Microbial diversity: 'key benchmark in the coming Third Wave cosmetic revolution'
JooMo, UK-based skin care company, last year launched what it called the world’s first 100% natural face wash, and is dedicated to the idea that working in synergy with the skin’s natural bacteria is the future for skin care.
The company recently published a peer reviewed research paper in ‘Cosmetics’ journal, which offered a new mechanism for measuring skin health. We caught up with the paper’s author, Kit Wallen Russell, co-founder of JooMo and director of the R&D arm of JooMo.
Do you think there is a genuine appetite among consumers for products that work with the skin’s natural microbiome?
There’s a skin allergy epidemic raging across the Western world, and the rate of increase has been getting worse in recent years.
When looking at the causes for this epidemic, most of the focus has been on the gut microbiome - the consensus amongst health experts now is that having a healthy gut microflora is key to preventing allergies and other chronic conditions.
What has been neglected however is recognition that it is in fact the skin - the largest organ in the body - that holds the largest range of bacteria and other microorganisms.
My latest peer reviewed research paper published in Cosmetics directly deals with this issue and is the first to clearly illustrate how microbial diversity on the skin is key to good health. The common belief that the skin’s bacteria need to be exterminated for healthy skin is proved wrong. Bacteria normally only become harmful to the host when the balance is disturbed and diversity isn’t preserved.
So third wave cosmetics, using technology such as that found in JooMo, is the beginning of a new era for the industry and is being driven by a growing consumer led anger at the role current generation skin care products have played in exacerbating the skin allergy epidemic. These upset the natural balance of microbes on the skin, causing previously harmless ones to become harmful.
Using the discovery in my publication of a mechanism to test for skin health, the damaging effect of the current skin care products can be tested. This will further prove to consumers that they need to make the switch to products which preserve the skin’s natural environment and maintain diversity of bacteria on the skin.

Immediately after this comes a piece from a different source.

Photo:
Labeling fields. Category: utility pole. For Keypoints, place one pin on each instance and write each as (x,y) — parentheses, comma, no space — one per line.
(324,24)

Is this consumer interest rising? If so, why now?
Realisation by consumers of the part played by synthetic chemical ingredients in causing this skin health crisis has directly led to the huge growth in the use of so-called ‘natural’ (2nd wave) cosmetic products.
Unfortunately, what most consumers haven’t realised is that most so-called ‘natural’ products still contain harsh chemically altered ingredients such as soaps and preservatives - the same ingredients that have been major factors in causing the allergy epidemic in the first place by destroying the natural diversity of microbes on the skin.
So-called ‘natural’ industry regulators have bowed to pressure from their members, resulting in a very loose definition of what can be labelled as ‘natural’. In short, anything can be labelled ‘natural’ so long as it contains a few natural ingredients.
But switched-on consumers who have pressed for honest labelling on food products are now insisting that the same standards be applied to the cosmetics industry too.
And these consumers are usually the same people who understand the need for a healthy gut flora and who understand, therefore, the direct parallels with the skin microbiome. They are leading the way in demanding third wave health giving cosmetics that enhance the skin’s immune system through its symbiotic relationship with its own microflora, preserving the diversity of them on the skin, rather than destroying it.
What products are currently on the market (JooMo products, and any others) that are responding to/leading the trends?
There are really two camps: firstly, the probiotic companies such as Aurelia, Esse, and Mother Dirt who introduce bacteria to the skin much in the way that Danone claim to add ‘good bacteria’ to the gut.
Secondly, companies such as JooMo who believe that there is little point in introducing microbes to damaged skin where these microbes will not thrive - it’s a bit like trying to spread grass seed on a desert!
Also there is really no need to introduce microbes to the skin anyway, as we are in contact with the correct species in our everyday environment - the air and soil around us. In this respect the skin microbiome is different from the gut, as the gut is isolated from the external environment and therefore can’t replenish itself. Indeed some studies have suggested that the gut microbiome is laid down at birth, and we’re all stuck with that fixed microbiota diversity for the rest of our lives!
JooMo believe that the crucial issue for our skin is to create the conditions where a healthy skin microbiota can flourish, working symbiotically with our immune system so that the skin can heal itself.
Do you think they’re reaching the full potential of the trend, or is there more room to grow and develop these products? Where next for the trend?
We are only at the start of a revolution that will put an end to the era of the vast 20th century synthetic chemical industry.
In many ways the industry will return to the days before harsh chemical preservatives and cleaners were introduced in so much as third wave cosmetics will only use natural products with which the human species has learned to live in harmony over hundreds of thousands of years - ingredients which the human immune system will be familiar with will not, therefore, trigger an immune response.
The difference between now and the past is that modern research and technology have allowed us to create the most effective balance of safe natural ingredients that maximises the microbial diversity on the skin. JooMo’s MIRR technology, for instance, uses cutting edge research to create a system that allows all the natural ingredients to work in synergy, meaning that the whole is greater than the sum of its parts.